I jumped too soon…it’s the same story that we had online yesterday. It came on their online newspaper at late morning, and then made it to print today.
Here’s the e-mail I sent the writers:
You two did a fabulous job covering a difficult topic. You provided a complete, factual account. Although you will probably get hate mail from real estate bulls, you can rest assured that you covered the facts.
I liked the personal stories of the 3 sellers, which show us the true reality out there today: homes are taking longer to sell, driving down prices. Sellers are getting frustrated.
I would like to see an improvement in the quality of the real estate professionals interviewed. That part of the article was tainted toward the bull case, and those people made many wrong statements.
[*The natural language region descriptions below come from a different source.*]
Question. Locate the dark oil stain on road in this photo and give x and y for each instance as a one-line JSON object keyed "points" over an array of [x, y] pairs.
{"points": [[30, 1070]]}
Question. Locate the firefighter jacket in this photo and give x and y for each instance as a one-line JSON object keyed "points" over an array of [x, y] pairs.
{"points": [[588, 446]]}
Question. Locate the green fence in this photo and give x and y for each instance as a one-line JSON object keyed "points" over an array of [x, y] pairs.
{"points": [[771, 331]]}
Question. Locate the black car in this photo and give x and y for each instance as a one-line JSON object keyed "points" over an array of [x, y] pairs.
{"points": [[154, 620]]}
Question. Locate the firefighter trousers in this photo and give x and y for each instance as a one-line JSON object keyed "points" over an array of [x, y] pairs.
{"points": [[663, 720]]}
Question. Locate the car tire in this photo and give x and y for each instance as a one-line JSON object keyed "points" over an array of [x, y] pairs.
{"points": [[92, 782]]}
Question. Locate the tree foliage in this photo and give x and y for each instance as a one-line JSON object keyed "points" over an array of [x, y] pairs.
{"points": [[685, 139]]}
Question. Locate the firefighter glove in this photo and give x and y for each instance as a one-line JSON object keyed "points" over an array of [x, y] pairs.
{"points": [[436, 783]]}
John Karevoll said that between now and fall, pricing will go up and down. He doesn’t see the drama in the price declines. Ask him to explain how the median is up so much, when individual home prices are down over 10%. I can
give you many examples of people coming to closing, owing money. Most who bought in 2004 and 2005 and are selling, are losing money today. This is not a matter of a few homes going up or down in price. Real estate doesn’t work like that. It’s a slow moving ship, and the ship has reversed course.
Ask Karevoll to dig inside the numbers. Ask him , “Isnt’ it true John that median is up because sales are skewed to the higher end because the first time buyer is priced out due to rising interest rates and high home prices. Isn’t it true that each individual home is worth less today than it was last winter?”
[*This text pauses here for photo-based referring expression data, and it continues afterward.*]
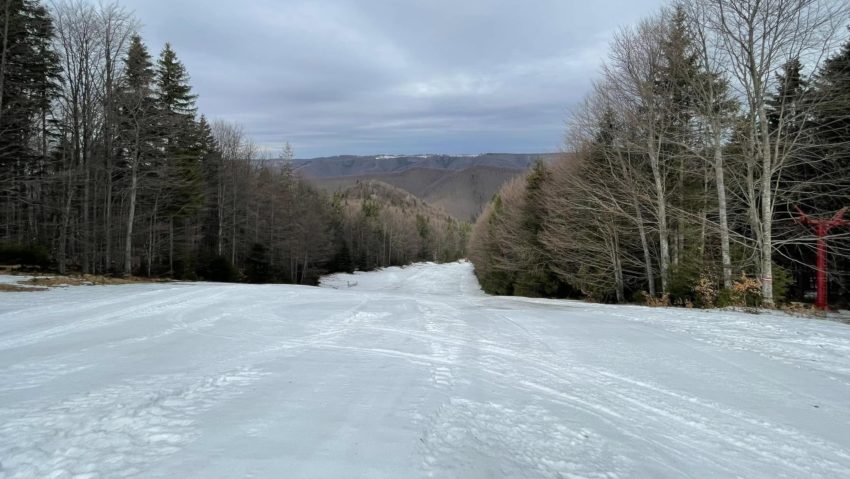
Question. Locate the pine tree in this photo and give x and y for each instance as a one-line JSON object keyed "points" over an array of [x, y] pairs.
{"points": [[29, 75], [139, 137]]}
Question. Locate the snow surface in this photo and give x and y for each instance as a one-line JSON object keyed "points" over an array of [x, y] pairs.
{"points": [[410, 373]]}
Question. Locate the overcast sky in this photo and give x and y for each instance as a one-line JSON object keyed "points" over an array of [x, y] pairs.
{"points": [[391, 76]]}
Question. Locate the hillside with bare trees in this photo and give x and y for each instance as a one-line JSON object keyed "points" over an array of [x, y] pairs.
{"points": [[713, 124], [107, 167]]}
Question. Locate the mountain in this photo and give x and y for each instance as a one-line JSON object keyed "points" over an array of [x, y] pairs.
{"points": [[460, 185]]}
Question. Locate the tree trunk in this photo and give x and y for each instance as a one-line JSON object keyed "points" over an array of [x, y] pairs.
{"points": [[720, 179]]}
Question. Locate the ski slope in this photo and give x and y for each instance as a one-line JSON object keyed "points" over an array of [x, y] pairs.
{"points": [[410, 373]]}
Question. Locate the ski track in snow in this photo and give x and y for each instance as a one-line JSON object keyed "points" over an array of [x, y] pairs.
{"points": [[410, 372]]}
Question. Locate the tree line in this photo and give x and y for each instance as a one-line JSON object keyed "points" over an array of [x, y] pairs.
{"points": [[712, 123], [106, 167]]}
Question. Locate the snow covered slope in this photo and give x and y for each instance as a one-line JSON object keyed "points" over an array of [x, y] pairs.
{"points": [[410, 373]]}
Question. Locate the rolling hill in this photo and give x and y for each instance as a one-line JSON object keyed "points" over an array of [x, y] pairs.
{"points": [[460, 185]]}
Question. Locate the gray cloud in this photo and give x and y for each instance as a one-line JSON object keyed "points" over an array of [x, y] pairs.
{"points": [[391, 76]]}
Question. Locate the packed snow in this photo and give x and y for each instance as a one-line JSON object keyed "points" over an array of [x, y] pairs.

My thought is that Karevoll wants to toe the real estate line, since the NAR is one of his biggest clients. He would be uninterested in providing data to show you the true state of the market.
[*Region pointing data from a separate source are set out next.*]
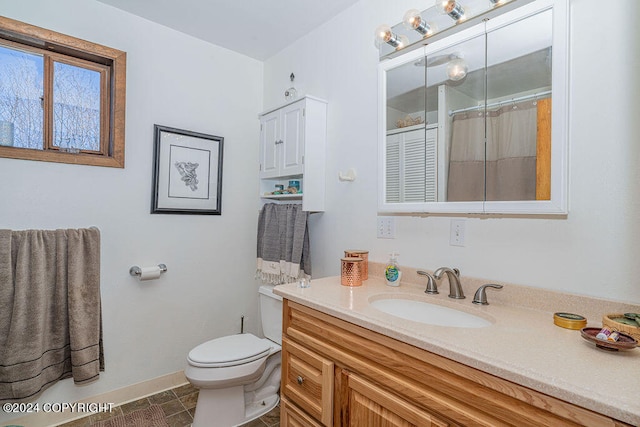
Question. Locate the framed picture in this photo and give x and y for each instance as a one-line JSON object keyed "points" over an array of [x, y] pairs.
{"points": [[187, 173]]}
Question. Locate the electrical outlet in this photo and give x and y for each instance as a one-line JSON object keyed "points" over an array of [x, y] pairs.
{"points": [[386, 227], [456, 237]]}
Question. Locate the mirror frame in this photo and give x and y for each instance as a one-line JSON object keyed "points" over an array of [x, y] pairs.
{"points": [[558, 203]]}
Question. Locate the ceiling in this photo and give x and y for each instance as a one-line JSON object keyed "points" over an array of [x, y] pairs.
{"points": [[256, 28]]}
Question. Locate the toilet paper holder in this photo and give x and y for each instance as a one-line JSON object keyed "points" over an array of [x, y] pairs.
{"points": [[137, 271]]}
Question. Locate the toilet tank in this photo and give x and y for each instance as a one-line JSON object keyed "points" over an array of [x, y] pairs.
{"points": [[271, 312]]}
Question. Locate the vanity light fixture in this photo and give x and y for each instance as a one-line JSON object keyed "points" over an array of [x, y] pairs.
{"points": [[385, 35], [413, 21], [451, 8]]}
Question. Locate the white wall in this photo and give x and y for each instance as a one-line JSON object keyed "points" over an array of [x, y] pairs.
{"points": [[595, 251], [172, 80]]}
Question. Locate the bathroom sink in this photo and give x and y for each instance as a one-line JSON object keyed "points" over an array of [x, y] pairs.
{"points": [[431, 314]]}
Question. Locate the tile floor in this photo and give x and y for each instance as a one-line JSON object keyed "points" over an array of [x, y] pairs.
{"points": [[178, 405]]}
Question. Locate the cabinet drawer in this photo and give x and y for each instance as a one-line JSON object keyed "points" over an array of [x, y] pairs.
{"points": [[291, 416], [307, 381]]}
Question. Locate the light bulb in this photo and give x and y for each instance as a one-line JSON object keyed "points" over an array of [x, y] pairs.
{"points": [[384, 34], [451, 8], [413, 21], [457, 69]]}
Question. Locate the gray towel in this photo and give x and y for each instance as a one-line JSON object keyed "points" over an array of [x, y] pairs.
{"points": [[50, 321], [283, 243]]}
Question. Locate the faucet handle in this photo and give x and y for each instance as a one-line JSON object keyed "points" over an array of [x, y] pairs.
{"points": [[481, 294], [431, 283]]}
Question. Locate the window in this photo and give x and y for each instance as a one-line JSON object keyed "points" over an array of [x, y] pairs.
{"points": [[62, 99]]}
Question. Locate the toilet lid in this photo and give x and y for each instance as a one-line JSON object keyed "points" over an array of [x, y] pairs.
{"points": [[231, 350]]}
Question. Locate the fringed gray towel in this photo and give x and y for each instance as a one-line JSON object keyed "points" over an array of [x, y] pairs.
{"points": [[50, 316], [283, 243]]}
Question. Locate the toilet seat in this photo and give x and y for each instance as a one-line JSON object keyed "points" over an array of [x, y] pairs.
{"points": [[230, 350]]}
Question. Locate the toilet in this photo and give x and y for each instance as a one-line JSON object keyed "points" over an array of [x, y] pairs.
{"points": [[238, 376]]}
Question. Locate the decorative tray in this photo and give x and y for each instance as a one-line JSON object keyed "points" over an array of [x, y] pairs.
{"points": [[625, 342]]}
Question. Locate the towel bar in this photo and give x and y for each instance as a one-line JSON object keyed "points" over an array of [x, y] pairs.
{"points": [[137, 271]]}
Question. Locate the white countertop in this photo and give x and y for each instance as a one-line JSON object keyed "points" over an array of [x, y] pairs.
{"points": [[523, 345]]}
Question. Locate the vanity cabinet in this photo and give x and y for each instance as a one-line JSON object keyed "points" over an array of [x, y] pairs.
{"points": [[292, 147], [338, 374]]}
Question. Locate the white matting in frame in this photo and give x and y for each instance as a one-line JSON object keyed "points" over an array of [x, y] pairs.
{"points": [[187, 172]]}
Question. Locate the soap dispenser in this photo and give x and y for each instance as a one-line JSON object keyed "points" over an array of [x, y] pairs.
{"points": [[392, 272]]}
Steve Doyle, Brookfield Homes’ president, is likewise interested in spinning the facts. He says that ‘When you look at economics, we still have positive job growth”.
He’s right, but it’s a much smaller positive than it was a few years ago. Most employment in the last few years was in construction, real estate, and lending, and in retail and restaurants as people took our the home equity of ever rising home prices to go on shopping sprees. As housing cools, thse industries that have been our major growth, will keep weakening. Our manufacturing sector is shrinking. Nokia is now thinking of leaving. The 44,000 people per year leaving has left many vacancies for doctors, police
officers, engineers, cashiers. I keep seeing Hiring signs at so many stores. I read that high housing prices are making it harder for SD to recruit surgeons! The outlook for the San Diego job market is bleak. My hope is that biotech will some day take off again. Our biotech companies
are small, and my friend who is a manager at one of them, is concerned for her job prospects and is interviewing in the other big biotech cities.
All in all, a good article, although a little slanted toward the idea that real estate might go up again in the fall. This is not a soft landing, but a landslide.